This week we start deploying version 4.6.16 of Flex. If you haven’t looked at the release notes, check them out here.
While the release notes may not signal a big release, 4.6.16 introduces two new technologies into our stack: RabbitMQ and Riak. Another notable feature of this release is that it requires 13.04 of Ubuntu. More on that later.
RabbitMQ replaces our old ActiveMQ JMS server for asynchronous messaging. This was a major undertaking because it meant getting rid of JMS as a standard for messaging in favor of AMQP, a protocol developed by the financial industry for high speed trading, etc.
We use asynchronous messaging throughout Flex. We use it for Quickbooks Integration, pushing data to Production Exchange, eager availability recalculations, search indexing, and many other applications. Switching to RabbitMQ makes this messaging faster and more reliable – and is a necessary step for our high availability architecture where asynchronous message processing will be handled by dedicated servers.
Roger Diller did most of the work on our new Riak search implementation and he did a great write up of Riak earlier today. I’d only add that Riak is perhaps the best of the so called NoSQL databases that have become popular in recent years as a way around the scalability problems of relational databases.
The new version of Flex uses Riak instead of Lucene to process project element searches and store the indexes. Over time our use of Riak will likely increase. We’re kicking around the idea of using Riak for document storage and will likely leverage it for inventory and contact search before long.
As of this release, we will require all servers to run Ubuntu 13.04. For customers that run cloud based instances, there’s nothing to worry about. We’re already running 13.04 in our Sydney, Chicago, Montreal and Roubaix clusters.
All self-hosted customers will have to upgrade to 13.04 before 4.6.16 can be deployed. If you run Flex on a self hosted system, we’ll contact you shortly to schedule a maintenance window to perform the Ubuntu upgrade and install Flex 4.6.16. Part of this process will include upgrading MySQL, installing Riak and RabbitMQ – in addition to basic upgrade process. We’ll also archive your Flex data and configuration prior to any OS upgrade just in case there’s a problem that may require reinstalling the operating system from scratch.
Home Grown Fault Tolerance
Something we’d like system administrators to start thinking about is how they might want to deploy a high availability system on site once our software supports it. To get started, you’d need 2 or more servers – and some method of distributing load across the different servers and redirecting traffic when a server fails.
The most common way of doing this is with a hardware load balancer. Flex won’t require any particular kind of load balancer, but you’ll get better performance if the load balancer supports sticky sessions or server affinity that can be tied to configurable http headers or cookies (and most do). Flex doesn’t and won’t use volatile user sessions (which means a server crash won’t interrupt user logins), but it will use a hybrid local/remote caching system – and sticky sessions will increase the efficiency of this cache – and overall performance by reducing cache misses.
You could also use a software load balancer if you have an old server lying around. We recommend HA Proxy if you go that route.

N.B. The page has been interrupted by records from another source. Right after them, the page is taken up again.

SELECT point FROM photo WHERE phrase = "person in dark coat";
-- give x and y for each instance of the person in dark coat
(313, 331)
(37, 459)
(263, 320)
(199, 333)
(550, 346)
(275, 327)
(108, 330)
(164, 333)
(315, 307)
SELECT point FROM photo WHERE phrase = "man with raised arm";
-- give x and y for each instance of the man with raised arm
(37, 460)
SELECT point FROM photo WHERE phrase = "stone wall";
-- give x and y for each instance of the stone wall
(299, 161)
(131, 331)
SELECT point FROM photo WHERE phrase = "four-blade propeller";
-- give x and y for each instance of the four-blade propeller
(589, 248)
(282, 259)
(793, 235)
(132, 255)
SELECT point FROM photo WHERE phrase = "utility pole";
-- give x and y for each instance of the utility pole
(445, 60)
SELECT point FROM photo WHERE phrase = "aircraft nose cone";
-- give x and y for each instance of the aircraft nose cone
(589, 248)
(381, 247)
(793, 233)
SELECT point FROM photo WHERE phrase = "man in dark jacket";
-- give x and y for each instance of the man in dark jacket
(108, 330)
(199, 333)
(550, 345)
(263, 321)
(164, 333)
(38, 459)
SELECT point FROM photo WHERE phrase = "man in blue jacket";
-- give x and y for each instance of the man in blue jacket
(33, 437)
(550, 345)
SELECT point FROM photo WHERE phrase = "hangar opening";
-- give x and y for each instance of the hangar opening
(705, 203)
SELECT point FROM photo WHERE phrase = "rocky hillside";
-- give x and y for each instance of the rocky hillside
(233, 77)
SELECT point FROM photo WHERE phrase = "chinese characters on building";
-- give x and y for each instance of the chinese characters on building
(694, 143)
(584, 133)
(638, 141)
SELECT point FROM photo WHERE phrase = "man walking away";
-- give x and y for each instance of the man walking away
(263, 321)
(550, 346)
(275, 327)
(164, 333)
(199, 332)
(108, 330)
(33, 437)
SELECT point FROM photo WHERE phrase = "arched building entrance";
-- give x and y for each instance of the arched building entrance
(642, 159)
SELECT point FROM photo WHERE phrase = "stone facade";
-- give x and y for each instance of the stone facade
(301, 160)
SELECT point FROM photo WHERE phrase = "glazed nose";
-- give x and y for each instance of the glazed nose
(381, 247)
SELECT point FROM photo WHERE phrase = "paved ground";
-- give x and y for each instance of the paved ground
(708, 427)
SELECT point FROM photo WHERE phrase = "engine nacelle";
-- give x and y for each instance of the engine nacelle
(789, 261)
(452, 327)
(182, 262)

A poor man’s load balancing would be to simply use round robin DNS. This wouldn’t make server crashes as painless for users as a true load balancer, but it would help break up your user load across multiple servers.
You’ll also want to make sure any servers you provision for a multi-server Flex install have two network interfaces as the second interface will be used to form a private network between the servers for Riak synchronization and database IO.
And, if you wanted to be really cool, you could deploy a four server Flex configuration – two database servers configured as master and slave – with two applications servers in front of those – with load balancers in front of those. This configuration would closely mirror the hardware configuration we’ll use in our next generation cloud.
If all this sounds daunting or like overkill, don’t worry. Even once Flex has been modified to run on a multi-server high availability architecture, it will still run just fine on a single server, just like it always has.